Nicholas Economou/NURPHO/AP/File
AT&T service is out for some users.
CNN
—
A nationwide AT&T outage again left some customers without communication on Tuesday.
In a statement to CNN, the company said many AT&T customers are experiencing issues completing calls between carriers, which also means customers of rival services can't call AT&T customers.
Calls between AT&T customers continued to work, the company said, but some subscribers complained on social media that their service had been completely cut off.
“Carriers are working as quickly as possible to diagnose and resolve the issue,” a company spokesman said.
AT&T has not released the number of affected customers, but the website Down Detector shows a spike in reports of service issues starting around 1 p.m. ET, with the number growing in the hours that followed.
The site lists New York City, Chicago, Philadelphia, Dallas, Pittsburgh and Indianapolis as cities with the most reported issues.

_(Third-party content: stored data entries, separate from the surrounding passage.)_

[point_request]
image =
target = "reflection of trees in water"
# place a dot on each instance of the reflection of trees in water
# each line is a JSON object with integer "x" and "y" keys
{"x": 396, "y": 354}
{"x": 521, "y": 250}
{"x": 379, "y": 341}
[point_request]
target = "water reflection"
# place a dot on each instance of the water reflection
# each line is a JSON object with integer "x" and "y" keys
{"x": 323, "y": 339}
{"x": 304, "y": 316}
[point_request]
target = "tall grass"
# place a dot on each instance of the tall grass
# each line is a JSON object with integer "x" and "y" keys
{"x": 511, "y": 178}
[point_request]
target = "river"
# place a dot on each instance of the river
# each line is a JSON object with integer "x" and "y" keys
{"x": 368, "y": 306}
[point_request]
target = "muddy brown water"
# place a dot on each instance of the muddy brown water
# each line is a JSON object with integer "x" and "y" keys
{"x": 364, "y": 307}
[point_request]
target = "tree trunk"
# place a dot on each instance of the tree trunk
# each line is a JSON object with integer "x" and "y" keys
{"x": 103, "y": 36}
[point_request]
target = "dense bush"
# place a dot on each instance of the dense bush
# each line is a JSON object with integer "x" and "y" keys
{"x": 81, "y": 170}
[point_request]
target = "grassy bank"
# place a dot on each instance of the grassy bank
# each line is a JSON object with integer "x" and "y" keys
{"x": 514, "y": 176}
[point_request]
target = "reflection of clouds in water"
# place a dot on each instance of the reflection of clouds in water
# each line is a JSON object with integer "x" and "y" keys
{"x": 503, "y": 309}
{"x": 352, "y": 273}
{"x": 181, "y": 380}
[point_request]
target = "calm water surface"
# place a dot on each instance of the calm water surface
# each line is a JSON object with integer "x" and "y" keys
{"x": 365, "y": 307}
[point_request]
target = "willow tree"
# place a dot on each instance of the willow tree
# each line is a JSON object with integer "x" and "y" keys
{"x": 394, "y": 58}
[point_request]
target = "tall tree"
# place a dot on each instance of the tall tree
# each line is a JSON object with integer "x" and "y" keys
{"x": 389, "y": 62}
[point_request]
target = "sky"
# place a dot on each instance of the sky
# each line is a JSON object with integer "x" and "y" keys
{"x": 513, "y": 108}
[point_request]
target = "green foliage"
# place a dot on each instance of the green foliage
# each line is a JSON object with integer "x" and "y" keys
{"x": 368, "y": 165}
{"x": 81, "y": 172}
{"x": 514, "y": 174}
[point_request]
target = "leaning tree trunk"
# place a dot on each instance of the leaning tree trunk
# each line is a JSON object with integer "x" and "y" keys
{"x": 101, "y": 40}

Thousands of Verizon customers also reported service outages on Downdetector on Tuesday due to interoperability issues.
AT&T told CNN that calls to 911 were going through despite several locations, including Camden County, Georgia, and Scranton, Pennsylvania, posting social media warnings that an outage was preventing calls to 911. AT&T told CNN that the call was received in error after a template for such a notification was triggered and sent out. AT&T said it was investigating why that happened.
The outage comes less than four months after a major outage that took AT&T's network offline for nearly 12 hours. In February, an AT&T network outage left tens of thousands of AT&T customers in the U.S. unable to make calls, send texts, contact emergency services or access the internet.
In March, the telecommunications company announced it had been hacked in a separate incident and that the stolen data included account holders' Social Security numbers and other information.
This story has been updated with additional developments and background information.